それにしても……若いお客が増えてるのかもだけど、発売してから結構経つのに、定期的に品切になるラリエット(パラミラの糸入り)の売れ行きが怖いな。前世でも恋愛に関係するグッズの売れ行きは凄かったし、娯楽の少ないこっちの市場では最も人気がある分野だ。魔物の糸を使ってるとか最早呪具だと思うんだが。
【ふむ まりは きれいより かわいいけい ですから】
「チュータって賢いけどやっぱり視力とかはネズミなのね」
「ほー、それは益々どういう意味なのかなレティー?」
「あ、そんなことよりもね、ちょうどマリにお客様……っていうか、保冷庫を買った人がまた来てるよ」
「色々雑か。それからそういう情報は一番最初に出してくれよ」
しっかりしてるんだか、うっかりしてるんだか。苦笑しつつ店番に戻るレティーに伝言の礼を言い、レベッカも連れて店の奥へ向かえば、そこではテーブルを挟んで頭を付き合わせたエドとブレントが商談中だった。
「おいおいマリ、領主夫人をこんな埃っぽいとこに連れてくるな」
「言うほど埃っぽいかぁ? 妊婦は大事にしなきゃだけどエドは気にしすぎ。食品も扱ってる店の主人が掃除が行き届いてないみたいな言い方止めろって」
「手厳しいがごもっともですな。お嬢、ちょうど良いところに来てくれましたね。そしていらっしゃいませ、領主夫人。本日は何をお求めですかな?」
「ご機嫌よう、お二人とも。今日はマリの作った保冷庫を見せてもらいに来たのよ。前回屋敷に来て頂いた時にはゆっくり見られなかったものだから」
「ああ、左様でございましたか。ちょうど荷物を出して空になった物が幾つかございますので、どうぞこの後にでもお好きにご覧になられて下さい」
「ありがとうハリス。そうさせて頂くわ」
正真正銘お貴族様と、時々は貴族も相手にする商人――……の、間に挟まれる一般職人と平民相手の商店主。微妙に居心地が悪いと思っているのは、視線ががっつり合ったエドも同じなんだろう。

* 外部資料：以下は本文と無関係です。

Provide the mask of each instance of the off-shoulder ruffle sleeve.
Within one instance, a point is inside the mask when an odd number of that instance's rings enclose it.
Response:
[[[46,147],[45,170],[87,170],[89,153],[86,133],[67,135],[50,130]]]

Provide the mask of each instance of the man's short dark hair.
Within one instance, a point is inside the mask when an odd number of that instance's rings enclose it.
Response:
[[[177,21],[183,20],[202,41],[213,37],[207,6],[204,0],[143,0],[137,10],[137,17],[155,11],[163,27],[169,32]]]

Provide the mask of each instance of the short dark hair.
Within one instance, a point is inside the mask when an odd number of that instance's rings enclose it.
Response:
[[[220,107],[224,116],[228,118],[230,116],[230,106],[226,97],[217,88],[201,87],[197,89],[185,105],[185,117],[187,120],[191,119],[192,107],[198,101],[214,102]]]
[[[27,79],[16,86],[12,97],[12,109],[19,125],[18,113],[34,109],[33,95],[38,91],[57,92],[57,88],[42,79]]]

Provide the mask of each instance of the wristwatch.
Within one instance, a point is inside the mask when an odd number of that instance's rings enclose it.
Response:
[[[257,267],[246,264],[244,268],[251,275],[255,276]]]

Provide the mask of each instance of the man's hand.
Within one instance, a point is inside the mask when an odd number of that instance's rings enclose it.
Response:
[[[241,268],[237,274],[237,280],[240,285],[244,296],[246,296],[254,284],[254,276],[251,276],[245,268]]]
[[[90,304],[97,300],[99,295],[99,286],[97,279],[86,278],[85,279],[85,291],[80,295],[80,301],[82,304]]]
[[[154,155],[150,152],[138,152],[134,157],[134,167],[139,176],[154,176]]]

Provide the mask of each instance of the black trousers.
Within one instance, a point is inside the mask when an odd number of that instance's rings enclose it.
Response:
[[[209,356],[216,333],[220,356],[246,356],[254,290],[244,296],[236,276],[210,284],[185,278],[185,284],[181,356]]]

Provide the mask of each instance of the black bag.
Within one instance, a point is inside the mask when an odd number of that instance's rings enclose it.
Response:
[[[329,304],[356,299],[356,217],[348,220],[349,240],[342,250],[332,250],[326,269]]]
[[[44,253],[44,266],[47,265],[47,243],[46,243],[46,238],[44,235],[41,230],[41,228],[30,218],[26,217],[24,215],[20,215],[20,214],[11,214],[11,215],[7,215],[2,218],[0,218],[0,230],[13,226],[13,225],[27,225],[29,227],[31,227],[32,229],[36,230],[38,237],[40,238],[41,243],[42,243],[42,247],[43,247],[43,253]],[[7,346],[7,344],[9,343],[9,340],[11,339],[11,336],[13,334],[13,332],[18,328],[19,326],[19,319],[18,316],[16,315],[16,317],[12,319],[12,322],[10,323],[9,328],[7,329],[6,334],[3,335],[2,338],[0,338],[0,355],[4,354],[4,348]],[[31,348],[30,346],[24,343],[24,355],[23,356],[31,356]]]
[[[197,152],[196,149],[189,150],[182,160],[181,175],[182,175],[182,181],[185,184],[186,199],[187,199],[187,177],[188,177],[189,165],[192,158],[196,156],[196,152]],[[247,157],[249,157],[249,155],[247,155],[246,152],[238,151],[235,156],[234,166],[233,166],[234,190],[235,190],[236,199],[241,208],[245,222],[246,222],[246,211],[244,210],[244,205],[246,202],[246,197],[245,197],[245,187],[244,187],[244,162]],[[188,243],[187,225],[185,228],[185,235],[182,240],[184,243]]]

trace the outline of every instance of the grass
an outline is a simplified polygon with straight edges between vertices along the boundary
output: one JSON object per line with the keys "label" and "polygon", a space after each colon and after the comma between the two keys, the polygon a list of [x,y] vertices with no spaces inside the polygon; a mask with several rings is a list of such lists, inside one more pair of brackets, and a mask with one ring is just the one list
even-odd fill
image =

胸ポケットの忠太が【ほんものは くうきが かわりますね】と打ち込む。言いたいことは分からんでもない。コンビニでの接客と、伊○丹の外商の接客の違いとでも言おうか。客層も店の規模も違う。でも求められてることが違うってだけだから、別に恥だと感じることじゃない。
「えぇと……ブレントさん。それでちょうど良いって言うのは、うちの製品で何か壊れた部品でも出たとか?」
「いえいえ、まさか。まだ全部ではありませんが、帰って来たうちの従業員達の話を大体聞き終えたので、今回の反響のご報告に来たところなんですよ。立ち話もなんです。ひとまず席にかけられては如何かな?」
ごく自然な動きでソファーの隣を指差されたのでそこに腰を下ろし、エドは物置と化していた一人がけのソファーの荷物を退けてそっちに移動したので、レベッカが一人で三人がけのソファーに広々と腰かけることになった。レベッカの周辺だけ華が見える(幻視)気がする。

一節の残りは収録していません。